Uit het overgrote merendeel van de uitgebrachte zienswijzen blijkt steun voor het verzoek, of is geen sprake van bezwaar. In een beperkt aantal zienswijzen werden bedenkingen geuit over de voorgestelde regio, de noodzaak van het vormen van woningmarktregio’s, de samenwerking tussen gemeenten of andere zaken. In de besluiten is aandacht besteed aan de zienswijzen die expliciet negatief zijn over de voorgestelde regio. In een aantal gevallen hebben dergelijke zienswijzen bij de gemeenten geleid tot een aanpassing of verdere onderbouwing van het verzoek.
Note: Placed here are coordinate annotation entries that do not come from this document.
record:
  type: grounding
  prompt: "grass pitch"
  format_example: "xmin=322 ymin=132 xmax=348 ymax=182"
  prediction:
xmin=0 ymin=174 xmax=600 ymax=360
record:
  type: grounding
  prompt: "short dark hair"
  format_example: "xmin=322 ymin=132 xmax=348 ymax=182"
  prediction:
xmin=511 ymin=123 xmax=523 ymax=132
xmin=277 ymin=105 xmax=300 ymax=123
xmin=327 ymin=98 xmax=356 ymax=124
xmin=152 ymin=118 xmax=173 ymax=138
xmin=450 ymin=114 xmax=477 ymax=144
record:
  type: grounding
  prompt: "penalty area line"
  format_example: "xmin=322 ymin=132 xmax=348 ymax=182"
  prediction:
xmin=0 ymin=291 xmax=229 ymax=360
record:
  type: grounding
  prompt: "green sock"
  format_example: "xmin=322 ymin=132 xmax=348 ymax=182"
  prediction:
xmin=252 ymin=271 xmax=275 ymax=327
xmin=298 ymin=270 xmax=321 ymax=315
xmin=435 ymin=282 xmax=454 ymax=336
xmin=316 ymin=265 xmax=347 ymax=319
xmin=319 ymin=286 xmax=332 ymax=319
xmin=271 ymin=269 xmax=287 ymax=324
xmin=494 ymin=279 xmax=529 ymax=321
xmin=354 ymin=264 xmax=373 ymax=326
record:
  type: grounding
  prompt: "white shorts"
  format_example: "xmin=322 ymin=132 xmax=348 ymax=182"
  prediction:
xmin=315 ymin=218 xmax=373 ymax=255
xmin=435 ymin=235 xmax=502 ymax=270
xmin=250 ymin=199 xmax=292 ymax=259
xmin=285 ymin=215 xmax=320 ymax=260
In de uitgebrachte zienswijze werd echter ook gewezen op zaken die niet zozeer het belang van de stellers raakten, maar die van de gemeenten die de regio wilden vormen. Het is de aard van dit stelsel dat de gemeente primair verantwoordelijk is om deze belangen te wegen. Ik heb aan de hand van de zienswijzen en onderbouwingen geen aanleiding gezien om van het oordeel van de gemeenten af te wijken. Deze constatering is terug te vinden in de overwegingen die ten grondslag lagen aan de besluiten.

Samenwerking binnen de woningmarktregio

In veel zienswijzen is ingegaan op de bestuurlijke samenwerking en het overleg met corporaties binnen de regio. Voor sommige partijen was het wenselijk dat op het niveau van de regio woonvisies en prestatieafspraken zouden worden gemaakt, voor andere juist niet. Het is belangrijk te benadrukken dat het sluiten van prestatieafspraken op het niveau van de woningmarktregio geen wettelijke voorwaarde of verplichting is. Met de woningmarktregio worden enkel grenzen gesteld aan het geografische werkdomein van corporaties. Gemeenten, corporaties en huurdersorganisaties kunnen op de door hen gewenste en passend geachte (lokale, kleinere) schaal blijven afstemmen en samenwerken.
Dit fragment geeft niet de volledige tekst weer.